Neutrosophic Integrals by Reduction Formula and Partial Fraction Methods for Indefinite Integrals

A. Manshath^1*, E. Kungumaraj², E. Lathanayagam³, M. C. Joe Anand⁴, Nivetha Martin⁵, Elangovan Muniyandy⁶, S. Indrakumar⁷

¹Department of  Mathematics & Acturial Science, B.S.Abdur Rahman Crescent Institute of Science and Technology, Kanchipuram-600048, Tamil Nadu, India

²Sakthi Institute of Information and Management Studies, Pollachi, Coimbatore, Tamil Nadu - 642001, India

³Akshaya College of Engineering and Technology, Kinathukadavu, Coimbatore, Tamil Nadu - 642109, India

⁴Department of Mathematics, Mount Carmel College (Autonomous), Affiliated to Bengaluru City University, Bengaluru - 560052, Karnataka, India.

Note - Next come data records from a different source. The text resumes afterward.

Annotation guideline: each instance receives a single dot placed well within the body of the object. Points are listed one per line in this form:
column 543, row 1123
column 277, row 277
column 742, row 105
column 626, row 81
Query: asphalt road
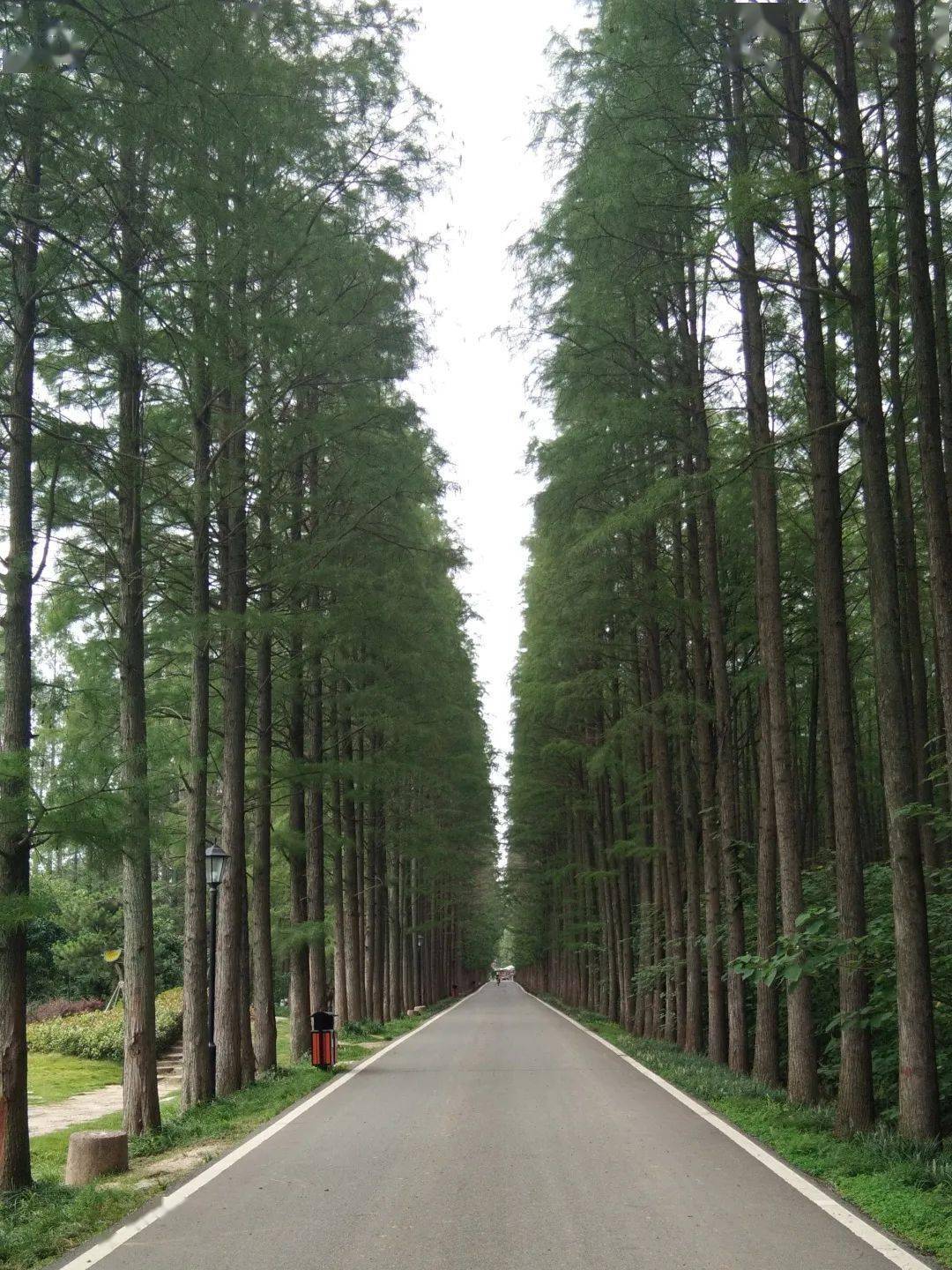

⁵Department of Mathematics, Arul Anandar College, Karumathur-625514, Tamil Nadu, India.

⁶Department of Biosciences, Saveetha School of Engineering, Saveetha Institute of Medical and Technical Sciences, Chennai- 602105, Tamil Nadu, India.

⁷Department of Computer Technology (UG), Kongu Engineering College, Erodu-638052, Tamil Nadu, India.

Emails: ameer.manshath@gmail.com; kungum99522@gmail.com; lathashrilishanth@gmail.com ; arjoemi@gmail.com; nivetha.martin710@gmail.com; muniyandy.e@gmail.com; indrakumar.maths@kongu.edu

Abstract

Neutrosophic mathematics is a branch of mathematics that deals with ambiguity, indeterminacy, and incompleteness in mathematical objects and procedures. To account for Neutrosophic uncertainty, several mathematical concepts—including the reduction formula, partial fractions, and area finding—are extended in this field. The Neutrosophic reduction formula is a technique for summarising simpler words from a complex mathematical expression when the coefficientss a nd/or values may be ambiguous or unknown. By taking the potential of insufficient information into account, expands the traditional reduction formula. A rational function can be broken down using the Neutrosophic partial fraction into several simpler expressions, where the coefficients and/or values may be ambiguous or unknown. By considering, this expands the traditional partial fraction. The potential for inaccurate information. A method for calculating the area under a curve where the curve's form or position may be unknown or ambiguous is area finding via neutrosophic integration. By considering the potential of having insufficient information, this expands the traditional area of searching. These ideas can be used in fields like decision-making, expert systems, and artificial intelligence and are crucial for handling problems in the real world that entail uncertainty, indeterminacy, and incompleteness.

Keywords: Definite neutrosophic integral; Area of neutrosophic curves; length of neutrosophic volumes of neutrosophic revolution; Indeterminacy in integrals.